Жаль наместнику и Радко, и Василику, и саму Елену. Но себя больше жаль. И рассуждает он, что как наместник больше блага Долине принесет, а Елена и без того тонка и слаба – пусть хоть чего-нибудь да успеет за жизнь свою птичью, робкую. Да и куда красе без силы и здоровья от трудового края деваться? К трудам в полях она не годится. Старается, правда, но хозяйка из неё не так и расторопна. Пусть пока молода устроится девка.
Да поможет всем.
-Ну, ты тут это, не бузи, — но куда от смущения денешься? Всё же стыдливо! Сам недоглядел Петар, а теперь уж хоть бы все следы замести. – Не так и важно. Лето скоро придёт, как раз шестнадцатое.
-Позволь дитю дома побыть! – Радко поднимает глаза на наместника, в глазах блестят живые слёзы. – Юна Елена!
-Не могу, — суровеет Петар, — и ты мне не перечь!
Сжимает кулак Петар, силу свою напоминая. Кто поспорит с наместником? Кто заступится перед ним за Радко и дочь его Елену?
-Пощади…- стонет Радко, зная, что бесполезна мольба.
-Ты, вот чего, — решает Петар, — три дня тебе на слёзы родительские.

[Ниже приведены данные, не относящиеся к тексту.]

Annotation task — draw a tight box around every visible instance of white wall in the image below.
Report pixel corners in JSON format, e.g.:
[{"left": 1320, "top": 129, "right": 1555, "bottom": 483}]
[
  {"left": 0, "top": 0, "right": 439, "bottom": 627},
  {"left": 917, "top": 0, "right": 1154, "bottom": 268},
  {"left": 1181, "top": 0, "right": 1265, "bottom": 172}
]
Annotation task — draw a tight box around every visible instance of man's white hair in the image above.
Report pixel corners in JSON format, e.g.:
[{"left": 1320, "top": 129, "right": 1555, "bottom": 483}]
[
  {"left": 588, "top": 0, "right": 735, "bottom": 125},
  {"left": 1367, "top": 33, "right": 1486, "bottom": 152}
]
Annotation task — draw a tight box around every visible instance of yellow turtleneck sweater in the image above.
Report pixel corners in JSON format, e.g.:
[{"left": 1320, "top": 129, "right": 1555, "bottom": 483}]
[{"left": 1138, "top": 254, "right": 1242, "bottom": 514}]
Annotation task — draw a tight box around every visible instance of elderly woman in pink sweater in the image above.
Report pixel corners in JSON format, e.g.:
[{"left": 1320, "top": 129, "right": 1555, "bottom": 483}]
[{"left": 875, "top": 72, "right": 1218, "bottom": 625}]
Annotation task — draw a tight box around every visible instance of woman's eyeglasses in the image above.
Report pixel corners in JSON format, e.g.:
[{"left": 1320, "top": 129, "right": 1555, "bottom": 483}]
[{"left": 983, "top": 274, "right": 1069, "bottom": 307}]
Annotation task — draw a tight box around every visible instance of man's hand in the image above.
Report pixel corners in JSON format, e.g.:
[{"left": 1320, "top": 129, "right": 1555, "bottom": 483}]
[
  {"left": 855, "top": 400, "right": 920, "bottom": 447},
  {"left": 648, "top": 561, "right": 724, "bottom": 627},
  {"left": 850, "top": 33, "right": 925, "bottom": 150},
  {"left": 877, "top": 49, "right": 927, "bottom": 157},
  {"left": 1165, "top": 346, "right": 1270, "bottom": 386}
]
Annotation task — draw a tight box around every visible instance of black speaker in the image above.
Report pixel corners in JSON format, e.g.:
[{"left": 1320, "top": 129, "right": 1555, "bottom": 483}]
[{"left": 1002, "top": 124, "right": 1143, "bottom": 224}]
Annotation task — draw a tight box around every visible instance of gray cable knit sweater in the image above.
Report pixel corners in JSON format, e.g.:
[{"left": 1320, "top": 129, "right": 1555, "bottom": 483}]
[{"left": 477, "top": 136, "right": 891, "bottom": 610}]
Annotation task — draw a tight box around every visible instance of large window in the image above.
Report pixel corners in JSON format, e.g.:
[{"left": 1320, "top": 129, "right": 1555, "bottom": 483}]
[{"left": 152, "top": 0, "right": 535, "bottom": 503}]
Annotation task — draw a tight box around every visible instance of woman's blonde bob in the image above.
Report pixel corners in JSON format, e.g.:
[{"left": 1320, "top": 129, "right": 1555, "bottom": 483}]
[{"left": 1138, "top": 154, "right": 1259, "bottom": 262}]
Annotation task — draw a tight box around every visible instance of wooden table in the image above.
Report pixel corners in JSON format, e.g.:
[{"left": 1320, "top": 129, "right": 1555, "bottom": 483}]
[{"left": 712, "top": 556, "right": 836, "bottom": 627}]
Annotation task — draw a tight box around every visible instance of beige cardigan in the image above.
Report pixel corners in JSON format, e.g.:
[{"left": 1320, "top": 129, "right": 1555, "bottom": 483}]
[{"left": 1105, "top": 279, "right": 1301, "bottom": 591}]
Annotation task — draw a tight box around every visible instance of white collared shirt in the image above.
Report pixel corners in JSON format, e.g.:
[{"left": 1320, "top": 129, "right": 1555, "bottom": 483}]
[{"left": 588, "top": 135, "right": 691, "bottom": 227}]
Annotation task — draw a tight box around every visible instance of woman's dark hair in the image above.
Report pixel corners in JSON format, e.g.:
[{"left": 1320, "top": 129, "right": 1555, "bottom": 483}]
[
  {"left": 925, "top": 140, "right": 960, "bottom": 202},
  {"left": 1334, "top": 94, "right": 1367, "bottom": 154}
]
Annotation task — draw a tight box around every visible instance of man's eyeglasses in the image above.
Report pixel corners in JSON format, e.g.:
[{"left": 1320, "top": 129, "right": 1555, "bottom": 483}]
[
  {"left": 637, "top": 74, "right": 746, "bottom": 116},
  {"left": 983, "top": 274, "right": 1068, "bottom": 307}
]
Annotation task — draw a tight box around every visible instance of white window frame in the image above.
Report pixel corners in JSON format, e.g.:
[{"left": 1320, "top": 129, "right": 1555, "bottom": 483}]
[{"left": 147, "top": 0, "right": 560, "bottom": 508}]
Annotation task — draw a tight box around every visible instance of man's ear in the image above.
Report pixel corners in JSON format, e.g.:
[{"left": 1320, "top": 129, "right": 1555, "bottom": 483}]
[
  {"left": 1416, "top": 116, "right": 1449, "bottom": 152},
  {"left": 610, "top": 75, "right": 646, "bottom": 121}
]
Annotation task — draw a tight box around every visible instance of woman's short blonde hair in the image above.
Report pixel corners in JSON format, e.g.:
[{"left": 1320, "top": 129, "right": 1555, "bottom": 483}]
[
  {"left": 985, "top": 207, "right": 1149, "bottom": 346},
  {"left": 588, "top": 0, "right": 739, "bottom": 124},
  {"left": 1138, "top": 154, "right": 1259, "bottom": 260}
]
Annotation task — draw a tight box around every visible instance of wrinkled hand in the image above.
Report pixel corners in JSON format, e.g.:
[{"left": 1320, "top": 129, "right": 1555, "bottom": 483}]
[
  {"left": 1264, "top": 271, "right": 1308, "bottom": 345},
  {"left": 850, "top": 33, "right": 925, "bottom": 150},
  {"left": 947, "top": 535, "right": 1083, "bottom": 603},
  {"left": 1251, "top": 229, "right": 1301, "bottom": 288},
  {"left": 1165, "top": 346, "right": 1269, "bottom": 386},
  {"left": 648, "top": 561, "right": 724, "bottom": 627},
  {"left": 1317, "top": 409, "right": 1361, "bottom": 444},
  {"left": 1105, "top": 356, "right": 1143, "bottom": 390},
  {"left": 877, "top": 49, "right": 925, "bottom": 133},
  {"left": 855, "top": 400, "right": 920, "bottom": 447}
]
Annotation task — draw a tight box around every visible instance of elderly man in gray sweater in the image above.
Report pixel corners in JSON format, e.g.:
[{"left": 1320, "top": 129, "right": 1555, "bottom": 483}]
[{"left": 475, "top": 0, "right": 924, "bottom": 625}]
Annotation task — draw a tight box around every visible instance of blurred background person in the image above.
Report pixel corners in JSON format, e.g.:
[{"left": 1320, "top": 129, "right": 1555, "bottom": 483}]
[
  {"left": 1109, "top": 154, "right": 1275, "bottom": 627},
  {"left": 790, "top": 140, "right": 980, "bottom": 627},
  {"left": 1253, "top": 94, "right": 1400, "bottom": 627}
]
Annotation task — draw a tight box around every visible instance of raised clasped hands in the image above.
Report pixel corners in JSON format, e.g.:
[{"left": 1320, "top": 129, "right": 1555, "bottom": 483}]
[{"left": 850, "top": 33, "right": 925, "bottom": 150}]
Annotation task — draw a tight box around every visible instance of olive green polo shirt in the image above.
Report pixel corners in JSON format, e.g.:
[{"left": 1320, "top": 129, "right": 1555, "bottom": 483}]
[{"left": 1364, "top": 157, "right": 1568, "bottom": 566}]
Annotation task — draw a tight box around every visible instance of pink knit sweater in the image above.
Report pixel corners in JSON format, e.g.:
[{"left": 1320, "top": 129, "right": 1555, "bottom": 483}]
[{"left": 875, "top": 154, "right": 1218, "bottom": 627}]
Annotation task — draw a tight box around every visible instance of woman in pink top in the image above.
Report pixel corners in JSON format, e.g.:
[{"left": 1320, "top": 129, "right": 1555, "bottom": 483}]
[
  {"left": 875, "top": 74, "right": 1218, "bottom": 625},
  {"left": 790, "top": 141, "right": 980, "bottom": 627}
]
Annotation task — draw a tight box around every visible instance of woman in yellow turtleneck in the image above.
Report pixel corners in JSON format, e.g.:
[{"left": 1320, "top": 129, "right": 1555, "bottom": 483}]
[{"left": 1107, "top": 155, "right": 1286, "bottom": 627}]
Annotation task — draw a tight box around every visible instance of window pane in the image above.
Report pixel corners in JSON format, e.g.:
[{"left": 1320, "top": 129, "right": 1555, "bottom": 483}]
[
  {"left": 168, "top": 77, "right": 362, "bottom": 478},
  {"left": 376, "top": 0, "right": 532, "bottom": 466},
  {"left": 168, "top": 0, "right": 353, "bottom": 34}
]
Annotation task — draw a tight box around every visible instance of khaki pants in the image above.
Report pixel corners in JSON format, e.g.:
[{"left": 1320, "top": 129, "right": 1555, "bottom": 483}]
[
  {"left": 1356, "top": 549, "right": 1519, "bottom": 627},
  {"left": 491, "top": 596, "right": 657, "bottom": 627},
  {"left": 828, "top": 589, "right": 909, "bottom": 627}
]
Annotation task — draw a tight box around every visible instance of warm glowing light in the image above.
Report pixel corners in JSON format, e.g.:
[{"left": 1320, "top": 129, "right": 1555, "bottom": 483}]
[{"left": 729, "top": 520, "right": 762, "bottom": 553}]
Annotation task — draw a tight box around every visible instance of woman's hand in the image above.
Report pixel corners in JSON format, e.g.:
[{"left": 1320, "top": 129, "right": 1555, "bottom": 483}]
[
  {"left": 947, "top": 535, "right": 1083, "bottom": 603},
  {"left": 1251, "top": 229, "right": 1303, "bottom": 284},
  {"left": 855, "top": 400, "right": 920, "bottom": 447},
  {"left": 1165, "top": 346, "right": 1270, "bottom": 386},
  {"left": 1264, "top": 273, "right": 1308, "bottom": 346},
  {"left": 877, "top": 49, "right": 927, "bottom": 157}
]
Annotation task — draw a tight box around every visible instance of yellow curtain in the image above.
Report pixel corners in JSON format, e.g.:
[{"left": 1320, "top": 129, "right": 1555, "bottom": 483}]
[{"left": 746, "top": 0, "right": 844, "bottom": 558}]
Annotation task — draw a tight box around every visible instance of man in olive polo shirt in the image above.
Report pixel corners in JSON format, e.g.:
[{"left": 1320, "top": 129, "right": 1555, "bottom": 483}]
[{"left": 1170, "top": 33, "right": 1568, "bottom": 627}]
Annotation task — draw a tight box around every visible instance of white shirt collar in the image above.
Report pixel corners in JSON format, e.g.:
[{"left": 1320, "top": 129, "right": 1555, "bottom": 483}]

Через три дня будет пир, заберет Тодор Елену и праздновать новую жизнь начнет, ясно? И её научи, чтоб не рыдала! Счастье к вам привалило, богатство! А вы…тьфу!
Уходит наместник, себя в своей правоте утешая, не поворачивается, знает, что горе принес. Ему самому в сердце безрадостно от этой свадьбы, но мирится он, уговаривает себя стерпеть.